Mes'ûliyet Şuuru Nedir?

ÜMMET

Mısır’da şiddetli kıtlığın hüküm sürdüğü günlerde Yûsuf -aleyhisselâm-’a şöyle sordular: “–Sen, devletin hazinelerine hükmeden bir idârecisin. Neden kendini aç bırakıyorsun?” O ise şu cevabı verdi: “–Karnım tok olursa açların hâlini anlayamam diye korkuyorum!”

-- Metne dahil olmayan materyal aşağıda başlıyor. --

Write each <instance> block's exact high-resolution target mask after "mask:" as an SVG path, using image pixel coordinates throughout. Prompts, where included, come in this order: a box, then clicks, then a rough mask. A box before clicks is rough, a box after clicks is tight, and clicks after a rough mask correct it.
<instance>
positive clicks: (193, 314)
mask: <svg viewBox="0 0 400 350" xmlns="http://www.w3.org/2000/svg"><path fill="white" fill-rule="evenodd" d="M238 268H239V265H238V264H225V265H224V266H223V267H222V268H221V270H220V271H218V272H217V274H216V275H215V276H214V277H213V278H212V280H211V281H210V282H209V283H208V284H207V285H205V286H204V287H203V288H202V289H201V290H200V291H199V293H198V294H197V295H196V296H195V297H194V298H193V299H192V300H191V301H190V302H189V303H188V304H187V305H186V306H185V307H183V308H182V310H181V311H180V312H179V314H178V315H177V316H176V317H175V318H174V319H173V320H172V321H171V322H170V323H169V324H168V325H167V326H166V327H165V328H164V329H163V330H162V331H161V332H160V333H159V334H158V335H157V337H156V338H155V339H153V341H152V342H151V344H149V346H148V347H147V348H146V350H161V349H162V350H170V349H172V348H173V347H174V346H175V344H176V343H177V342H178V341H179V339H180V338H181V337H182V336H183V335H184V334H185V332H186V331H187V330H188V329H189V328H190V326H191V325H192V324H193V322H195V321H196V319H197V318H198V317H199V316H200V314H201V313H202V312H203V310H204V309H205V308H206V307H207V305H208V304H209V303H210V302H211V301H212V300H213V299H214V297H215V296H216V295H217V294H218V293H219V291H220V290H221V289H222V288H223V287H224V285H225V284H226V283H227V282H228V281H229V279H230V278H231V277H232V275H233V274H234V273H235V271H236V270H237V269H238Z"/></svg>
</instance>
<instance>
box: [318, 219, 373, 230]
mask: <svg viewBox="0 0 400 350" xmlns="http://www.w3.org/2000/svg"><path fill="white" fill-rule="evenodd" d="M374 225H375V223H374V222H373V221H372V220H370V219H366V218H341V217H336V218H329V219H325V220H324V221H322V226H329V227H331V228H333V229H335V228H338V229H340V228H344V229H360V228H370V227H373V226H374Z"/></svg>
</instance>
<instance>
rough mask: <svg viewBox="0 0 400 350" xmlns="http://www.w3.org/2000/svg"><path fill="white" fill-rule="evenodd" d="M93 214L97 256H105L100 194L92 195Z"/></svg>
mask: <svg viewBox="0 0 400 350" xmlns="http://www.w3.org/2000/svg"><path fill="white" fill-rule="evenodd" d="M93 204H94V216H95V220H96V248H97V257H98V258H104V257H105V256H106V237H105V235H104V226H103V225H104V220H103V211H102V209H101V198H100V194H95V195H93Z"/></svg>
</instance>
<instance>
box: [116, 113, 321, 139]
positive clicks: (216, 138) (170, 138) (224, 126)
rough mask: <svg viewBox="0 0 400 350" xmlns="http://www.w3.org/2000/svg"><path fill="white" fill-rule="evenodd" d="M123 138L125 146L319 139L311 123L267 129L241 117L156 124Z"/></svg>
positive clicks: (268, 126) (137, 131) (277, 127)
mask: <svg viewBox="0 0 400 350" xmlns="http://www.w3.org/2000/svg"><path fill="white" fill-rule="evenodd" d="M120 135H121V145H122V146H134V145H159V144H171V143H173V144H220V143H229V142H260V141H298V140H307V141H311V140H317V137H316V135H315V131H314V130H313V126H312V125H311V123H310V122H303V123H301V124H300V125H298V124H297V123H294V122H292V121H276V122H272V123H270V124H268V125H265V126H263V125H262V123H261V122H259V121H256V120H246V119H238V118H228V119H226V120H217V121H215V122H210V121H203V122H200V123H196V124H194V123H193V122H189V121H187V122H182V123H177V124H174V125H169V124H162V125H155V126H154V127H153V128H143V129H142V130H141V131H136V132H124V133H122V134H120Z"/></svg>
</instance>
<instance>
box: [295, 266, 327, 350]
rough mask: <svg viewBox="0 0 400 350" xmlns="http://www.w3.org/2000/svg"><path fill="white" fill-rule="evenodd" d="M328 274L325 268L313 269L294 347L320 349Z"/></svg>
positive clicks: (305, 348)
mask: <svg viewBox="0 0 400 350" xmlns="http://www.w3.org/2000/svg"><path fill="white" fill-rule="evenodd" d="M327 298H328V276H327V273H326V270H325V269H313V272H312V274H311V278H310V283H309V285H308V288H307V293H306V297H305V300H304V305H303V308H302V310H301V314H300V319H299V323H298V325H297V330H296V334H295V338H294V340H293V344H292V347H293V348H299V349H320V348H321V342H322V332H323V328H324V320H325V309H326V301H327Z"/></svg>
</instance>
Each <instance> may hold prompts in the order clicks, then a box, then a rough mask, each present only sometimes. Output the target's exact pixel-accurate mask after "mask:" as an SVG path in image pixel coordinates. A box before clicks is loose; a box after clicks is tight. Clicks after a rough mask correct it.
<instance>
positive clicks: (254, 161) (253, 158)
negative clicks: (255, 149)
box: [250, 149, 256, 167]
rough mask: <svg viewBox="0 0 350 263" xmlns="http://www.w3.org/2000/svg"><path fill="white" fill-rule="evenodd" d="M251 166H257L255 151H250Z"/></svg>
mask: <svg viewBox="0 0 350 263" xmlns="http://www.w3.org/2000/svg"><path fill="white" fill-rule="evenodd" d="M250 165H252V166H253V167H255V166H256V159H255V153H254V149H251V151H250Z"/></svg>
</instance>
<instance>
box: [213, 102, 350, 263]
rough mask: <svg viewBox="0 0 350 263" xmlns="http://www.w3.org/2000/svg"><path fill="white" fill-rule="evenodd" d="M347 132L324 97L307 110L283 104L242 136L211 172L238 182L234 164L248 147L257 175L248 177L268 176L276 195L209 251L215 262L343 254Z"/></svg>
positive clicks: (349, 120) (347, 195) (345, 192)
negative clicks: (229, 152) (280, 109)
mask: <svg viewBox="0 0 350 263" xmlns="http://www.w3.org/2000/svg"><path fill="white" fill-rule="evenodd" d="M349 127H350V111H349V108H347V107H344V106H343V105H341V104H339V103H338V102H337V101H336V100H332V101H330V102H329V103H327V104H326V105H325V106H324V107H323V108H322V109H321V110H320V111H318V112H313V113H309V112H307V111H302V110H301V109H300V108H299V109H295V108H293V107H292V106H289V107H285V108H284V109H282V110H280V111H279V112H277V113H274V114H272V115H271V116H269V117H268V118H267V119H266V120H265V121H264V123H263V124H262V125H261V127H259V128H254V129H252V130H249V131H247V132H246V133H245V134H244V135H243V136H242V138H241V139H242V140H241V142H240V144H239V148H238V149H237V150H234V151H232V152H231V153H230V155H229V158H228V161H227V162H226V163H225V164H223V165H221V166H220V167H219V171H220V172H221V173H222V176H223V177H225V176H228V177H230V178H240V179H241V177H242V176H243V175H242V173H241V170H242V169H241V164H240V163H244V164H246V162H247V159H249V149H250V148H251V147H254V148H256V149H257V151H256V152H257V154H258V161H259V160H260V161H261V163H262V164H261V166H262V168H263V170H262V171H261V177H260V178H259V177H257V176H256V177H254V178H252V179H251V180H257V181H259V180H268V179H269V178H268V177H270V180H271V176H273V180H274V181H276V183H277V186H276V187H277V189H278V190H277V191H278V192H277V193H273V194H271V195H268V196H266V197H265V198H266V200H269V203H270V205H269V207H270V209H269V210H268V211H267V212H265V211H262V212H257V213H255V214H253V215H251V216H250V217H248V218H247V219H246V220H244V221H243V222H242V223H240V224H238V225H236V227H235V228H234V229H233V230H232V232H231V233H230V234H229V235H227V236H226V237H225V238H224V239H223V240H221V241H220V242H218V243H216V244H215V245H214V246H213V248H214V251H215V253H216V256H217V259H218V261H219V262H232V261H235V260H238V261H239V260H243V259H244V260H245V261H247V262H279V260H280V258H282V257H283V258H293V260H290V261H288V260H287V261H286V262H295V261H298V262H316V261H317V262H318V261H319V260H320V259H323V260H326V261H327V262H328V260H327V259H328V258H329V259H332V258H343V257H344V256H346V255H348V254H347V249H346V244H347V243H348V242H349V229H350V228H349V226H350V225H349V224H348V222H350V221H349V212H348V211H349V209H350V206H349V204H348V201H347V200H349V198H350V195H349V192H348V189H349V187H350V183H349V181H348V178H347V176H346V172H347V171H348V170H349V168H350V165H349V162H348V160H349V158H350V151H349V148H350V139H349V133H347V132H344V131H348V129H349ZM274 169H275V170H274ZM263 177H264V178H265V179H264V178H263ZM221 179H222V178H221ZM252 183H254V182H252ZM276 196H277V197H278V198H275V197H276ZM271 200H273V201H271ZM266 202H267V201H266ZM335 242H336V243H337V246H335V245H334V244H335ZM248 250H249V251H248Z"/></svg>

İnsan, yaratılanların en şereflisi ve cihânın en güzîde ziynetidir. Cenâb-ı Hak, insanoğluna diğer mahlûkâtına vermediği sayısız nîmet ve kâbiliyetler lûtfetmiştir. Buna mukâbil Allah Teâlâ, kâinâtı ve içindekileri insana emânet etmiş ve bunların tasarrufu hususunda onu mes’ûl tutmuştur.

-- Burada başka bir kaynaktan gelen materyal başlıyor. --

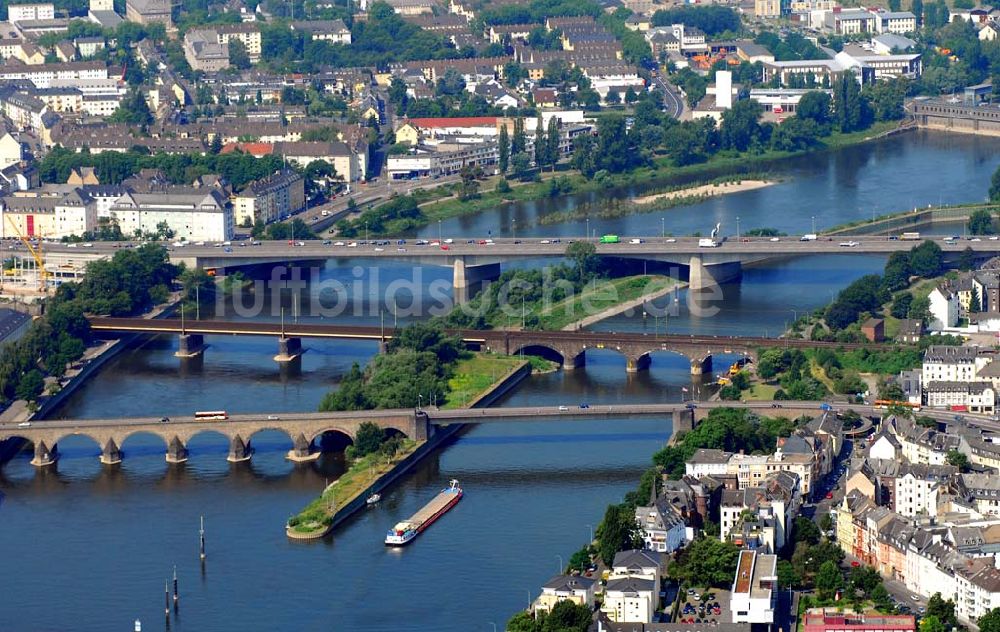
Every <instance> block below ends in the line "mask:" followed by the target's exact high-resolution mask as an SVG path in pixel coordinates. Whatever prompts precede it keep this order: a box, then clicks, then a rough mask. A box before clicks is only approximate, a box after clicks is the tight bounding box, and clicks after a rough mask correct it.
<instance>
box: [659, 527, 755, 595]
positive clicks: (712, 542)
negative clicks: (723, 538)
mask: <svg viewBox="0 0 1000 632" xmlns="http://www.w3.org/2000/svg"><path fill="white" fill-rule="evenodd" d="M739 554H740V552H739V549H738V548H736V545H734V544H733V543H731V542H722V541H720V540H718V539H716V538H707V537H703V538H698V539H697V540H695V541H694V542H692V543H691V544H689V545H688V546H687V548H685V549H682V550H681V551H680V552H679V553H678V555H677V560H676V561H675V562H674V563H672V564H671V565H670V567H669V573H670V576H671V577H673V578H675V579H679V580H681V581H683V582H684V583H686V584H688V585H690V586H718V587H724V586H728V585H729V584H730V583H731V582H732V581H733V575H734V574H735V573H736V562H737V560H738V559H739Z"/></svg>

İnsan; servet, evlât, sıhhat, makam, mevkî gibi kendisine emânet edilen nîmetlerin farkında olmalı ve şükrünü edâ etmeye çalışmalıdır. Bu da onların, Allâh’ın rızâsı istikâmetinde kullanılmasıyla mümkündür.

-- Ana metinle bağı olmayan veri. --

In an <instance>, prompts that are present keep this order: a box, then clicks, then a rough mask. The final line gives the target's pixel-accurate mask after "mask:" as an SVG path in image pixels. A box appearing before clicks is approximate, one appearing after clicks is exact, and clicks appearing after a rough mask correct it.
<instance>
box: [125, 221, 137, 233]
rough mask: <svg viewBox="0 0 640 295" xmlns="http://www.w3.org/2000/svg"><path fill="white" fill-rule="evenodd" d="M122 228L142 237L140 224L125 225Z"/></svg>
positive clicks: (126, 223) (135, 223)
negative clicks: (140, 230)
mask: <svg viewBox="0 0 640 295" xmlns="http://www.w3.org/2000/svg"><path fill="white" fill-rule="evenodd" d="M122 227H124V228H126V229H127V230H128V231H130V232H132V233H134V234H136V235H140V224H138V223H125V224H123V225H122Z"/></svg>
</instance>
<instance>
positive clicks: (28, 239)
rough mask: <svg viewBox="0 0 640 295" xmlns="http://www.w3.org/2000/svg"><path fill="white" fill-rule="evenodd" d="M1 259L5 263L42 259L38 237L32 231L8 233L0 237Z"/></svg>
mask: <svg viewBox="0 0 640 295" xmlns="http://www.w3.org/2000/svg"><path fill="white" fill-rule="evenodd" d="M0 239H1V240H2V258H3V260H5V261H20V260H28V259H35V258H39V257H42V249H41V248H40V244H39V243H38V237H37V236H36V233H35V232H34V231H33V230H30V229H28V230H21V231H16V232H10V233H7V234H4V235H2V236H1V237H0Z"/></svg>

Cenâb-ı Hak, dünya imtihânının bir îcâbı olarak her kuluna ayrı ayrı hayat şartları takdîr etmiştir. Bütün insanlara aynı meslekî kâbiliyet, aynı maddî ve mânevî husûsiyetler verilmiş olsaydı, dengeli bir hayat nizâmı söz konusu olmazdı. Bunun içindir ki insanlar, birbirini yıkayan iki el gibi yekdiğerine muhtaç kılınmıştır.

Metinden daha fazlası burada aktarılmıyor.